The fascia is shaped and structured by the tensional forces placed upon it, which mean that it can be either tough and strong such as a ligament, or fluid and flowing such as loose membrane. Despite the names assigned to the different body structures by traditional anatomy, in the fascial world it is impossible to make clear distinctions or definitions between the fascia as it merges from muscle into sheath, into tendon and bone.
Force transmission too is no longer seen as something that happens between muscles as they contract and stretch to move bones. From a fascial perspective, a major portion of the muscular force is transmitted through the fascia surrounding these structures. This difference in perspective allows for the wider transmission of force throughout the body, instead of just a locally occurring event.
Fascia is also recognised as a tensegrity structure, a concept that served as a basic inspiration for the field of fascia research. Taken from arts and architecture, tensegrity structures are where the solid compressional elements are held in balance yet without touching each other, by the elastic tensional elements that are all connected to each other in a global tension-transmitting network.
In the body this translates into the bones being held in balance by the fascia, rather than the classical weight-bearing structure of the skeleton, as proposed in traditional anatomy.
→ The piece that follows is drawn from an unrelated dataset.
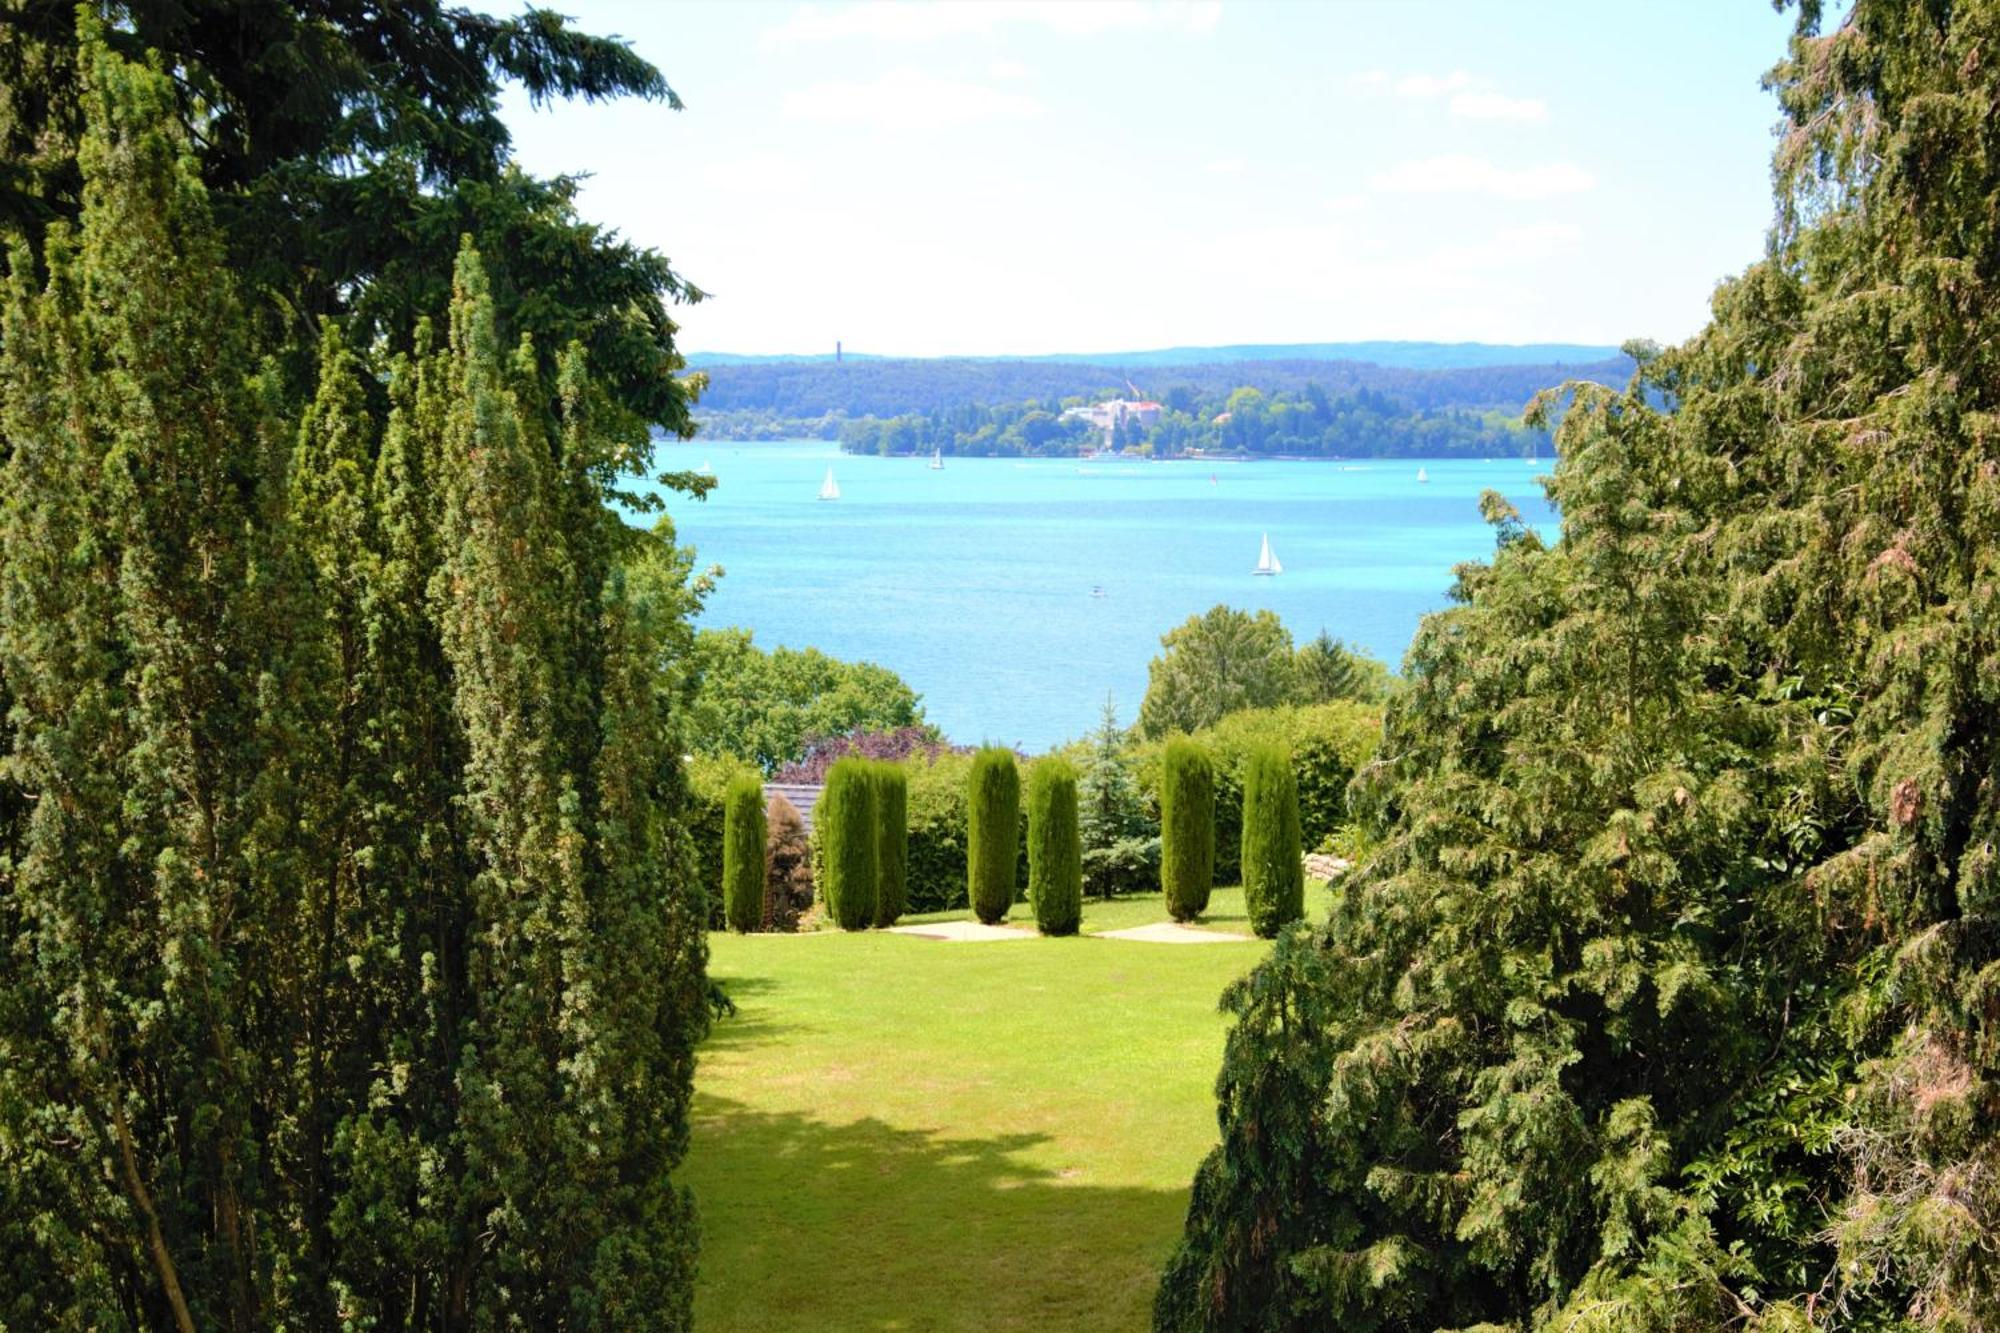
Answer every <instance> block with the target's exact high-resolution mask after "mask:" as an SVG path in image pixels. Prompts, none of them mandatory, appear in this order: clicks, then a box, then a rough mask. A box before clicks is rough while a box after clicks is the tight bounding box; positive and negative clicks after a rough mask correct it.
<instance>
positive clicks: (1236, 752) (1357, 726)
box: [1132, 701, 1382, 883]
mask: <svg viewBox="0 0 2000 1333" xmlns="http://www.w3.org/2000/svg"><path fill="white" fill-rule="evenodd" d="M1194 739H1196V741H1198V743H1202V745H1204V747H1208V753H1210V755H1214V759H1216V875H1220V877H1224V879H1220V881H1218V883H1228V879H1226V877H1230V875H1234V873H1236V867H1238V863H1240V861H1242V765H1244V757H1246V755H1248V753H1250V751H1252V749H1256V747H1258V745H1278V747H1280V749H1284V751H1290V755H1292V777H1294V779H1296V783H1298V825H1300V839H1302V841H1304V845H1306V847H1318V845H1320V843H1322V841H1326V837H1328V835H1332V833H1334V831H1336V829H1340V827H1344V825H1346V823H1348V783H1350V781H1352V779H1354V775H1356V773H1358V771H1360V767H1362V765H1366V763H1368V759H1372V757H1374V751H1376V745H1378V743H1380V741H1382V709H1380V705H1368V703H1352V701H1336V703H1326V705H1310V707H1288V709H1252V711H1246V713H1232V715H1230V717H1226V719H1222V721H1220V723H1216V725H1214V727H1208V729H1206V731H1200V733H1196V735H1194ZM1160 753H1162V745H1160V743H1146V745H1140V747H1136V749H1134V751H1132V769H1134V777H1136V779H1138V789H1140V795H1142V797H1144V799H1146V803H1148V807H1152V809H1154V811H1158V809H1160Z"/></svg>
There is much research interest into the load bearing implications of fascia when seen as a tensegrity structure. The fascial network adapts to the load bearing demands made on it, including the force of gravity which has evolved as humans have stood up and become bipeds. We now have specially adapted fascia on the outside of our thighs which enables us to stabilise our hips in walking, running and hopping. No other animal, not even our closest relative the chimpanzee, shows this kind of fascial feature. And even this feature adapts to use. For example, a runner or regular walker will develop stronger fascia on the outside of their thighs, compared with a horse rider whose inner thighs will become stronger with the demands of their sport, and compared with a paraplegic wheelchair user where the lack of use means any fascial strength disappears in their thighs.
These findings are of particular interest in the field of sports science and sports education, particularly with the rapidly advancing research into the ability of fascia to store and release kinetic energy. Put simply, correctly trained fascia has a greater ability to become more elastic, springy and resilient, leading to improved athletic performance and movement capability, while reducing the likelihood of injury.
What does all of this mean for the layperson, the general public?
Just as fascia can respond to sports training by adapting positively to sports-specific needs, so can it respond negatively to the ab-use of modern office life, a sedentary lifestyle and high stress.